Mientras Erbert hacía volar una de sus tarjetas, el avión botaba en la pista de aterrizaje, lo que le dificultaba el equilibrio dentro de la rueda. Cuando volvió a sujetarse bien, la chica había desaparecido entre nubes y letras “r”.

A la izquierda de Erbert, y, acompañando su caminar, se dibujaron las escenas cotidianas de la ciudad de Londres, la presentación ante los clientes ingleses, un sándwich frío en el aeropuerto, y de nuevo la ventanilla del avión, de regreso. Esta vez, estaba oscuro, y Erbert no podía adivinar las formas de las nubes.

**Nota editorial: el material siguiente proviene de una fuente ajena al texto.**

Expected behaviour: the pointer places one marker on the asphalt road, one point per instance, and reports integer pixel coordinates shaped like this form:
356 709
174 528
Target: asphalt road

Erbert se bajó de la rueda, y, quitándose su traje de raya diplomática, se metió en la cama. Alargando su brazo hasta la esquina inferior derecha de la página, Erbert agarró la hoja de cuadros y se tapó con ella.

Esa noche, Erbert soñó con la chica del descapotable. Venía a buscarle con un apretado vestido color rojo, en su pequeño y rojo bólido, mientras le lanzaba besos en forma de corazón. Dentro de la nube que seguía a las zetas del sueño, Erbert se imaginó que cenaban sentados en una elegante mesa adornada con velas, brindando durante una interesante charla sobre el budismo. La chica llevaba a Erbert a casa y él la besaba apasionadamente mientras la abrazaba por su cintura de ocho, convirtiendo el instante en pura eternidad. Erbert tomaba a la chica conduciéndola hasta el interior de su casa, besando su cuello y apagando la luz.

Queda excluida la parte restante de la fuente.